TVF: What would you say to someone who is considering supporting the V Foundation?

SPB: I always tell people to search for “Jimmy V’s speech” on the internet.  When Jim Valvano announced the creation of the V Foundation during his acceptance of the Arthur Ashe Courage Award at the 1993 ESPYS, he was battling cancer himself.  If you want to see total leadership in action in just a few short minutes, watch that speech.  Then reflect on the fact that he passed away just six weeks later. What a coach. What a man. To think he was looking into the future while he was in his own hour of need is remarkably moving. He had a vision.  What would he say if he could know that since he founded the V Foundation that night almost 30 years ago that his dream has funded millions of dollars towards cures and clinical trials and ongoing research.  But we need more.  We aren’t there yet.  Because of budget hold-ups in Congress for years, the National Institutes of Health does not have the funding it needs to shoulder this kind of research alone.  It has to come from the private sector, and that’s all of us. So let’s do this.  Whether you can give $5 a year via a check in the mail, $50 a month or whatever amount on an auto-pay on your credit card, a significant legacy gift in your will or anything in between – just act today, and go ahead and do it!  As stated above, 100% of every dollar donated goes directly into cancer research.  You don’t have to worry that it’s going to “keeping the lights on” at the V Foundation. (No, there is an endowment for that.)  You can rest assured your donation will make an immediate and impactful difference because it goes directly, in significant grants, into the hands of doctors doing this important research.  I also tell potential donors to check out the V Foundation’s 4-star ranking as one of the top charitable organizations in the U.S.  And then decide if they want to be involved.  Because there is not one of us who has not been impacted by cancer in some way . . . whether it’s a family member, a friend or ourselves.

 

TVF: What would Victory Over Cancer® mean to you?

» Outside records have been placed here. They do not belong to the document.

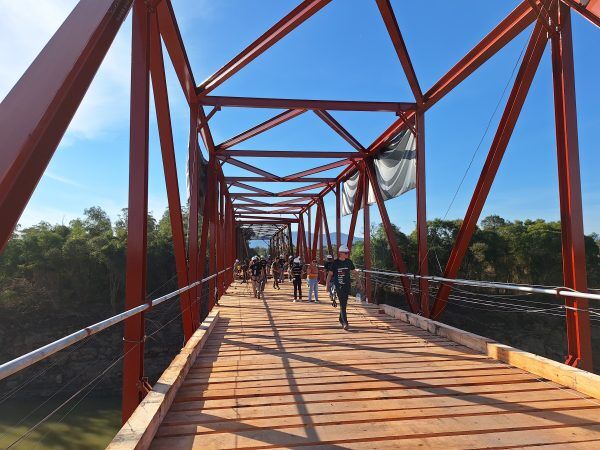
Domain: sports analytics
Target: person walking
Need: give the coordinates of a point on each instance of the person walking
(312, 274)
(275, 271)
(339, 273)
(281, 268)
(331, 289)
(297, 271)
(257, 271)
(290, 266)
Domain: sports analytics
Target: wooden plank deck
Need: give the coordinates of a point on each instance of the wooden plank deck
(277, 374)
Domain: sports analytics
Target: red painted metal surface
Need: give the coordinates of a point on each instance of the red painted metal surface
(317, 170)
(37, 111)
(531, 59)
(389, 18)
(296, 180)
(519, 19)
(287, 103)
(135, 281)
(163, 117)
(569, 182)
(392, 241)
(422, 252)
(339, 129)
(292, 20)
(357, 199)
(287, 154)
(367, 235)
(262, 127)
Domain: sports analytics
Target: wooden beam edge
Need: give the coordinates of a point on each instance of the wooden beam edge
(139, 430)
(579, 380)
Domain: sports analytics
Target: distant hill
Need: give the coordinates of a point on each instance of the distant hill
(344, 239)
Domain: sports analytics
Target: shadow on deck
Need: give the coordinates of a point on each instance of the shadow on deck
(279, 374)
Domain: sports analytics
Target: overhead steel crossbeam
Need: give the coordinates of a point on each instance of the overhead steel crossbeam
(288, 103)
(36, 112)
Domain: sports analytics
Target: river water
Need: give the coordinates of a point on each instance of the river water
(90, 425)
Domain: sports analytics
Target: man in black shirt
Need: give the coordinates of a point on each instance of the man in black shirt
(339, 273)
(256, 274)
(296, 271)
(326, 266)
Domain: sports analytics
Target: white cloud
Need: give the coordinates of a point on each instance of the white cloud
(27, 25)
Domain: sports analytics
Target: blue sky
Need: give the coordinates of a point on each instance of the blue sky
(344, 53)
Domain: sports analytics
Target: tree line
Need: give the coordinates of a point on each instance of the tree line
(57, 278)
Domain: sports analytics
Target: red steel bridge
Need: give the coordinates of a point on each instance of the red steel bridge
(37, 111)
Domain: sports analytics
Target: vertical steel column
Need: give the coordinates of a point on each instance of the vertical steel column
(569, 183)
(326, 227)
(367, 232)
(356, 208)
(163, 117)
(212, 217)
(300, 233)
(422, 259)
(195, 272)
(389, 231)
(316, 234)
(36, 112)
(135, 286)
(309, 228)
(516, 99)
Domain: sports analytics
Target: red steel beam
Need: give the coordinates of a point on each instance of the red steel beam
(253, 169)
(135, 278)
(252, 194)
(326, 227)
(338, 216)
(339, 129)
(251, 188)
(392, 241)
(357, 199)
(171, 35)
(262, 127)
(591, 11)
(527, 70)
(303, 188)
(288, 103)
(569, 182)
(297, 180)
(318, 169)
(270, 205)
(38, 109)
(519, 19)
(422, 252)
(366, 234)
(317, 232)
(165, 130)
(292, 20)
(389, 18)
(224, 154)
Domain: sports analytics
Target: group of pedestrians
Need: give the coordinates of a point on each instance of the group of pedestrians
(337, 277)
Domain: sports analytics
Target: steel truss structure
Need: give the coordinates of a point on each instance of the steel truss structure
(39, 108)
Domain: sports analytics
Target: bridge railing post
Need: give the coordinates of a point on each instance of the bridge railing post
(569, 184)
(135, 286)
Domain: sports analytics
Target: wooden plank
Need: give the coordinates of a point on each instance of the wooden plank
(277, 374)
(580, 380)
(143, 424)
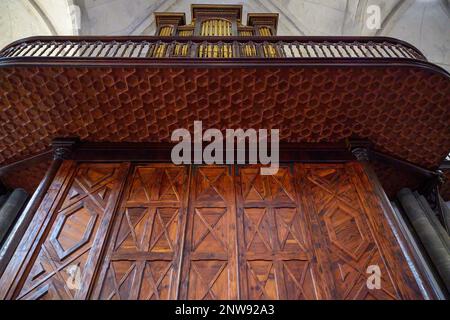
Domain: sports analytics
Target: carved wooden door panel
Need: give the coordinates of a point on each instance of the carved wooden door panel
(162, 231)
(144, 252)
(64, 261)
(210, 252)
(352, 235)
(276, 257)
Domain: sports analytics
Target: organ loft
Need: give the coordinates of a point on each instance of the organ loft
(90, 188)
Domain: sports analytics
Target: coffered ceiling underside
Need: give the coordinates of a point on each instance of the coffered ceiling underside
(404, 112)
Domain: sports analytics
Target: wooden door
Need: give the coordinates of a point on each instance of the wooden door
(209, 232)
(143, 258)
(276, 256)
(65, 239)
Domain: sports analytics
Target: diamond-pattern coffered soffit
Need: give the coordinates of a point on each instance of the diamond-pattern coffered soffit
(403, 109)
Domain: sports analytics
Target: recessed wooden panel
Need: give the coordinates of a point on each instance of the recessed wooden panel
(210, 260)
(144, 251)
(311, 231)
(274, 241)
(64, 263)
(349, 243)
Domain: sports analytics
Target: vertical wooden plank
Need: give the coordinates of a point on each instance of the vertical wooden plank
(397, 267)
(144, 251)
(66, 252)
(210, 255)
(24, 253)
(276, 258)
(324, 285)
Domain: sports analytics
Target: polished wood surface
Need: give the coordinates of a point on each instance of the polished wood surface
(210, 232)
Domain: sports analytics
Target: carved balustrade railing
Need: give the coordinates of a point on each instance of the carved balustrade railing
(210, 48)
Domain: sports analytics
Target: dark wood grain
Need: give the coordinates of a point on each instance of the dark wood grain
(162, 231)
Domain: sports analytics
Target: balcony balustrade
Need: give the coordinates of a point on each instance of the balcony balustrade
(210, 48)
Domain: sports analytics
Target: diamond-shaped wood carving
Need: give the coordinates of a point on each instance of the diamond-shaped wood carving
(344, 230)
(73, 228)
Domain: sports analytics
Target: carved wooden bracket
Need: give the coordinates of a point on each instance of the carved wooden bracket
(63, 147)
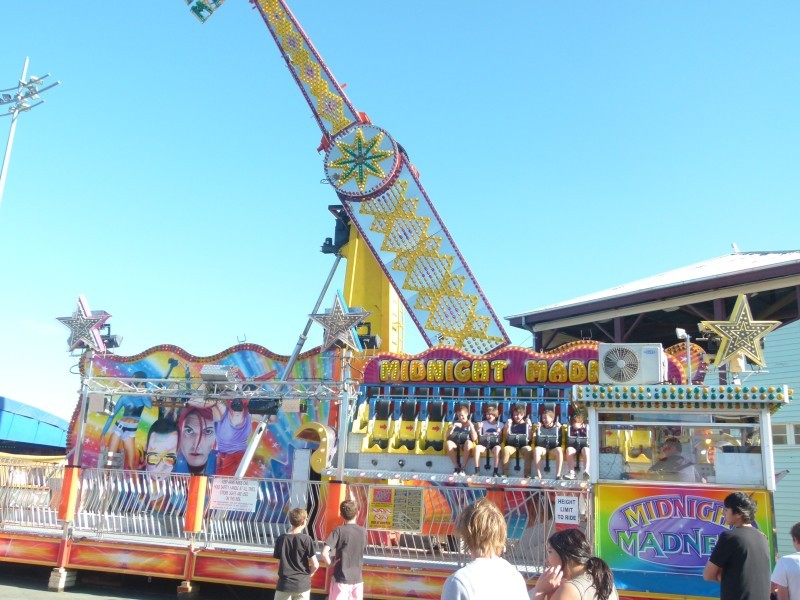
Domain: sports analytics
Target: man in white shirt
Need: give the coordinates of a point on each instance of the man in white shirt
(488, 575)
(786, 576)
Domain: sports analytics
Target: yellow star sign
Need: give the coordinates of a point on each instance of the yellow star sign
(740, 334)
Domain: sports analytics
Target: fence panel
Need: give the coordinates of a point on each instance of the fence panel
(132, 504)
(30, 493)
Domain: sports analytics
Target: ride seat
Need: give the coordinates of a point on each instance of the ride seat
(380, 428)
(407, 428)
(433, 430)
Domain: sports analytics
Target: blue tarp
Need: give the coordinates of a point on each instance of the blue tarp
(25, 424)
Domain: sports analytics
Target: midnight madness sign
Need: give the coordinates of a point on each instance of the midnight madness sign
(569, 365)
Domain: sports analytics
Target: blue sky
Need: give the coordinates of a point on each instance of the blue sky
(173, 177)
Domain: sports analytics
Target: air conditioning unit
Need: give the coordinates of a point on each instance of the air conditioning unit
(632, 364)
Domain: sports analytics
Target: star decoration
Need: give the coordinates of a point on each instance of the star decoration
(360, 160)
(85, 327)
(340, 324)
(740, 334)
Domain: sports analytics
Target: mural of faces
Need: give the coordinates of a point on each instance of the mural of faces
(161, 453)
(197, 437)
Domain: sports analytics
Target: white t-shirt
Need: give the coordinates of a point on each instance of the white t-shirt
(485, 579)
(787, 574)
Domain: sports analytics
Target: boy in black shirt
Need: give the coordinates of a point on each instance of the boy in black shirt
(298, 560)
(348, 542)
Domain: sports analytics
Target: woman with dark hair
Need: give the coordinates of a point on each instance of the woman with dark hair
(574, 573)
(197, 439)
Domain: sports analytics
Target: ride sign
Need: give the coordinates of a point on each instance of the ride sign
(234, 494)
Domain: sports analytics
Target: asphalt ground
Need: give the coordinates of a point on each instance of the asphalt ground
(29, 582)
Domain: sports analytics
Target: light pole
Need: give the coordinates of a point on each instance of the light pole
(682, 335)
(21, 98)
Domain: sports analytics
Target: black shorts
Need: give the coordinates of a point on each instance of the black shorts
(490, 440)
(548, 443)
(459, 437)
(517, 440)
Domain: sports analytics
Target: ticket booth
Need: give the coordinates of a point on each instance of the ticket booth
(664, 459)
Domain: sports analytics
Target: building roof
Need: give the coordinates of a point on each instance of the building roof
(24, 424)
(677, 298)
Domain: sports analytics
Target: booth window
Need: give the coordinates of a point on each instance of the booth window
(786, 434)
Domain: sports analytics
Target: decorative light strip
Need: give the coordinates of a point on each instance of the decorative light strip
(678, 396)
(475, 480)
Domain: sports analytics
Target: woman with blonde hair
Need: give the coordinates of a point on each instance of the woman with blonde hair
(483, 529)
(574, 573)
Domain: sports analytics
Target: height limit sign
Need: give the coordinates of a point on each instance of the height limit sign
(567, 512)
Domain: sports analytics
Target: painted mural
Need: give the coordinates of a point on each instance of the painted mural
(143, 433)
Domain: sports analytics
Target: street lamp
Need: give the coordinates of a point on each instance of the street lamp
(22, 98)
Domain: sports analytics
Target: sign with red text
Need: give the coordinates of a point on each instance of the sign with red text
(234, 494)
(567, 511)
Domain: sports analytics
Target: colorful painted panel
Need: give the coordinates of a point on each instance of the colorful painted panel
(573, 363)
(648, 535)
(145, 434)
(157, 562)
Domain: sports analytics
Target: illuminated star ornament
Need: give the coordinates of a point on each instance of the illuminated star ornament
(740, 334)
(340, 325)
(361, 159)
(85, 327)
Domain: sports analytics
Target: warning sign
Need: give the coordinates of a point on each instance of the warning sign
(567, 512)
(234, 494)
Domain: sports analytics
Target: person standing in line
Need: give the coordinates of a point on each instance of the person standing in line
(740, 560)
(348, 542)
(483, 528)
(786, 576)
(298, 560)
(573, 572)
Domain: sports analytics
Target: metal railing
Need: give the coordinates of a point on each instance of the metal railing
(144, 507)
(134, 504)
(30, 493)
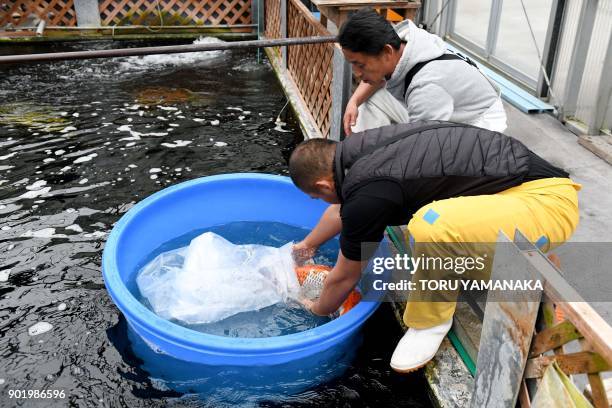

SPB: Have you ever wondered how your body can fight off something like a cold or the flu, but can’t fight off cancer?  Cancer cells are sneaky.  They fool our bodies’ disease-fighting defense mechanisms – our white blood cells – into thinking that the cancer is a friend not a foe.  And, once the white cells figure it out and start to attack the cancer, the cancer can don a suit of armor, or a disguise, and start the fight and masquerade all over again.  This is why cancers can come back.  And that’s just not fair.  I would like to have cancer become another disease that we can fight off, or at least live with in relative comfort, like cold-sores or psoriasis or something relatively innocuous. Inconvenient, yes, but not a constant presence and most certainly not a death sentance.  If it were to flare up, an immunotherapy pill one could take, or some such miracle, would beat it quickly back into submission, and the patient wouldn’t even miss a moment of their life.   Wouldn’t that be amazing?  And, the good news is inroads are being made to outcomes like this.  Let’s all continue to look to the future for those cures.  Like Coach Valvano said, “It may not save my life, it may save my children’s lives, it may save someone you love.”  If we all pull together, if we all make regular donations to the V Foundation in whatever amounts we can . . . well, in fact, it just might save someone we love.  We have to have hope.  And to get there, all of us have to be part of the solution.